After a season in which United, Barcelona and Bayern Munich all look like winning their respective leagues by double-digit margins, the temptation to cast off the shackles of domesticity must be swelling for the continent’s biggest clubs.
Practically, the plan would be difficult to implement, especially in a sport governed by traditionalists who can’t even agree on an innovation as widely backed as goal-line technology.
There would, naturally, be inevitable discomfort at seeing a team finish top with a sizeable lead, then go on to lose a play-off semi-final against the fourth-placed finishers.
Rewards for finishing first and second – home advantage in a one-legged semi-final, perhaps – might help assuage those fears and, anyway, it’s unlikely that a team would expend the necessary energy to amass such a lead when they knew it would be close to worthless come the end of the season.
The point is that, like it or not, it’s inconceivable that those who run the game aren’t already thinking about this idea, preoccupied as they are with exporting the Premier League as a global product.

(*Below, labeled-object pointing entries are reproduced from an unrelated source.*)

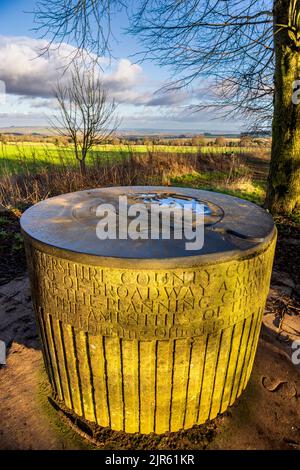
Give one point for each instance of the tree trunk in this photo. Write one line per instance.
(82, 167)
(283, 194)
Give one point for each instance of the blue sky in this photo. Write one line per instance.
(30, 80)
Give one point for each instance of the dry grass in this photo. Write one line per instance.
(156, 168)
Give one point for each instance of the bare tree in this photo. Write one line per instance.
(246, 50)
(86, 115)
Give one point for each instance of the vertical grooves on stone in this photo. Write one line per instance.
(122, 383)
(62, 397)
(113, 351)
(249, 353)
(155, 385)
(253, 348)
(172, 381)
(244, 359)
(147, 385)
(215, 374)
(106, 381)
(227, 368)
(71, 361)
(130, 366)
(139, 382)
(46, 349)
(91, 374)
(188, 381)
(62, 345)
(202, 378)
(236, 362)
(77, 373)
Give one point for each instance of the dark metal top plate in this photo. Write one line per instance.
(68, 222)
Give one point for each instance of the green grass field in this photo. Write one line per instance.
(16, 158)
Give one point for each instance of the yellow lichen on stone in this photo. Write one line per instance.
(151, 350)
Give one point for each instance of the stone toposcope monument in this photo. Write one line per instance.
(142, 335)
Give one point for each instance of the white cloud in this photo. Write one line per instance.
(29, 73)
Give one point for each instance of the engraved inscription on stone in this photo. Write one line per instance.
(137, 304)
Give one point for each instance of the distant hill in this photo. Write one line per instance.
(36, 131)
(45, 131)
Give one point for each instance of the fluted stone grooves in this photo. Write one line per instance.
(149, 350)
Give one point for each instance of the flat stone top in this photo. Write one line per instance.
(233, 226)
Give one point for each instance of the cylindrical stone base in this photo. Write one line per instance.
(148, 350)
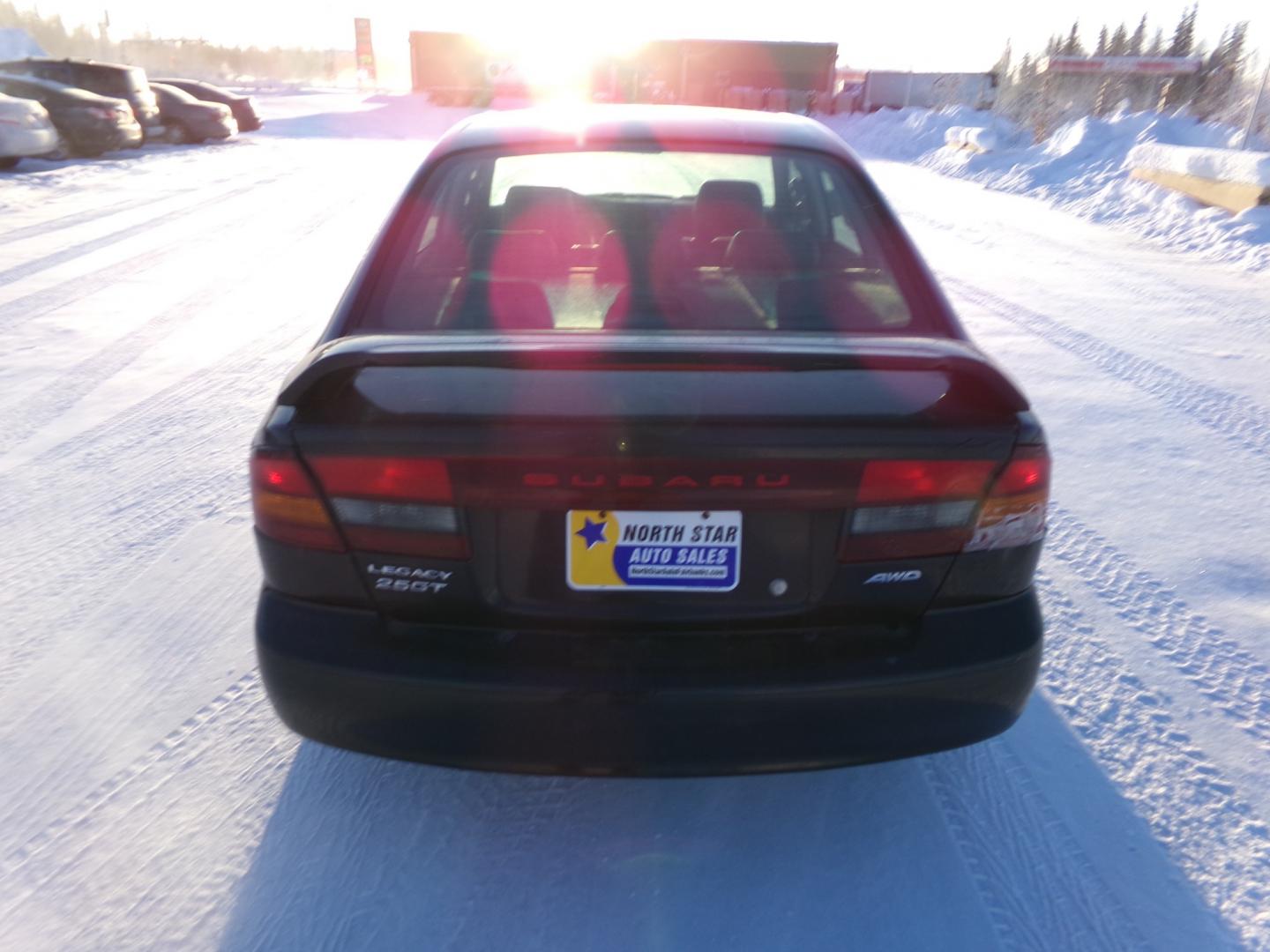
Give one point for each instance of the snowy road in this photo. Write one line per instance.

As we’ll see with the many post and pre-season tours due to be made across the Atlantic by Premier League clubs this summer, the US is very much the next market to crack.
The MLS over there already has the playoff system in place, and with American owners now in place at Liverpool, Arsenal and Man. United, how long before the Premier League decides its time to take the Hollywood route?
No such thing as crocodile tears for Beckham
Talk of Hollywood is always a handy segway to David Beckham. The footballer turned global brand made his last ‘home’ appearance on a football pitch on Saturday night, as his PSG side beat Brest 3-1 at the Parc Des Princes in Paris.
There was a fair amount of scorn poured on the fact that Becks lets his emotions get the better of him with a good old blub at the final whistle.
Perhaps this was considered, in some way, un-English. We still prefer our sportsmen to be cut from a more stoical cloth.
But then Beckham never really lived up to the stereotype of the British footballer. Happy to play with his masculinity – yes, the sarong – and with an unprecedented openness to globetrotting, he was probably English football’s first truly international star.
For all that Bobby Charlton became renowned throughout Europe, he never played abroad and nor did he crack America the way Beckham did.
Those tears in Paris might just explain Beckham’s success.
As much as his world fame was plumped up by an aggressive brand-building project, his true appeal was grounded in something more human.
People loved Beckham because of his boy-done-good story, his insatiable work ethic and, ultimately, the way he showed true emotion in a world of artifice and superficiality.